En consecuencia, la fuga de Carles Puigdemont obliga a Pedro Sánchez a tomar decisiones muy importantes, empezando por una profunda crisis de gobierno. Ni Fernando Grande-Marlaska, por ser responsable de los Fuerzas y Cuerpos de Seguridad del Estado, ni Margarita Robles, por ser la responsable máxima de los servicios de inteligencia, pueden seguir un minuto más en el gobierno.  Félix Bolaños también debería ser cesado sólo por las declaraciones respecto a lo que era importante el jueves y lo que no.

En una democracia que se precie de llevar tal nombre, la responsabilidad política funciona de manera inversa a la cadena de legitimación del poder. Los ciudadanos delegan la potestad de tomar decisiones públicas en los políticos, y éstos delegan funciones en sus asesores o en burócratas de la administración. La responsabilidad política funciona en sentido contrario: los políticos responden ante sus superiores, es decir, ante los ciudadanos o ante aquellos que los han elegido. Hoy, los ciudadanos de cualquier ideología piden cabezas clavadas e picas.

Como escribió la profesora Adriana L. Vercellone en su estudio sobre la responsabilidad política, el pueblo puede responsabilizar a un dirigente político «por un evento que debía ejecutar o controlar, por mentir u ocultar información, por los resultados económicos logrados o los procedimientos utilizados. Lo característico es que el juicio de valor y la sanción no tienen que ver con haber causado voluntariamente algo, ni se apoya sobre las circunstancias de acción o la intención del agente. Por el contrario, se siguen de las obligaciones que derivan de la asunción de cargos públicos o de los principios políticos acordados por la comunidad. Puede tratarse de un principio escrito o no escrito, pero en definitiva es un principio que organiza a una comunidad en sus tareas administrativas y que sirve a la ciudadanía para evaluar y controlar su ejecución».  

En principio, Sánchez no debería cesar a nadie, sino que, por ética y asunción de responsabilidades, tanto Robles como Grande-Marlaska y Bolaños tendrían que haber presentado ya sus respectivas cartas de dimisión. Sin embargo, cualquier organización es reflejo de los valores y la conducta de sus líderes. Sánchez, precisamente, no es un ejemplo de ética. Por tanto, no se espera que sus ministros hagan nada. Seguirán callados y escondidos esperando a que la tempestad escampe.

Jean-Paul Sartre afirmó que «los cobardes son los que se cobijan bajo las normas». Eso es lo que sucede en España con la responsabilidad política. No hay ninguna ley que la regule y, en consecuencia, esa es la vía de escape para mantenerse en el cargo a costa de lo que haga falta.

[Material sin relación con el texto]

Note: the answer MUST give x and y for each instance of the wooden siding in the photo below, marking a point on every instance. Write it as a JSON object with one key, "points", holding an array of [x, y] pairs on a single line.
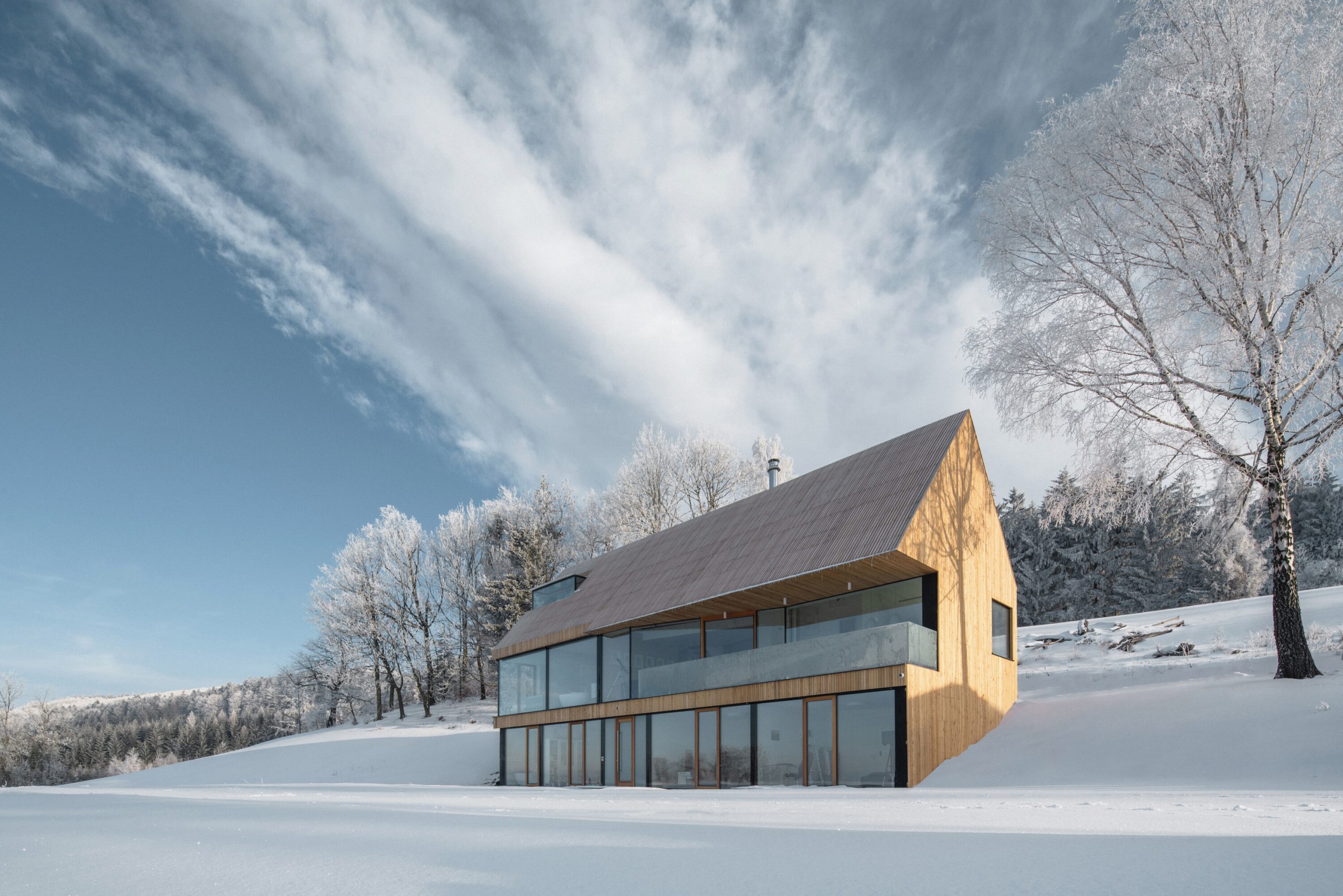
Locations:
{"points": [[790, 689], [957, 531]]}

La ética en política es fundamental. Desde Aristóteles los conceptos no han cambiado mucho, lo mismo que en lo que se refiere a su aplicación. En los tratados de Ética y Política, el filósofo griego muestra la necesidad e importancia de mantener una vinculación estrecha entre ambas disciplinas para lograr y generar gobiernos cuyo objetivo o misión sea el bien común. Cuando se cumple, se logra el objetivo de convertirse en un Buen Gobierno o Gobierno Justo; en sentido contrario, si se omite la ética de la política se da paso al Mal Gobierno o Gobierno Injusto,  cuyo objetivo  es precisamente beneficiarse a sí mismo y a un grupo concreto.

Sánchez no es un dechado de la ética, sino más bien al contrario, es el ejemplo perfecto de un líder político inmoral y sin escrúpulos de ningún tipo. Ahora mismo la pregunta que se estará haciendo el presidente es si le conviene a él una crisis de gobierno, sobre todo por la situación extrema en la que se encuentra en la actualidad. Se hará exactamente lo que a Sánchez le beneficie más, no a los ciudadanos, ni siquiera a lo que exige el pueblo. Es el modo de hacer política de Sánchez y, a estas alturas, con 52 años, podrá cambiar de opinión mil veces pero no puede modificar sus comportamientos.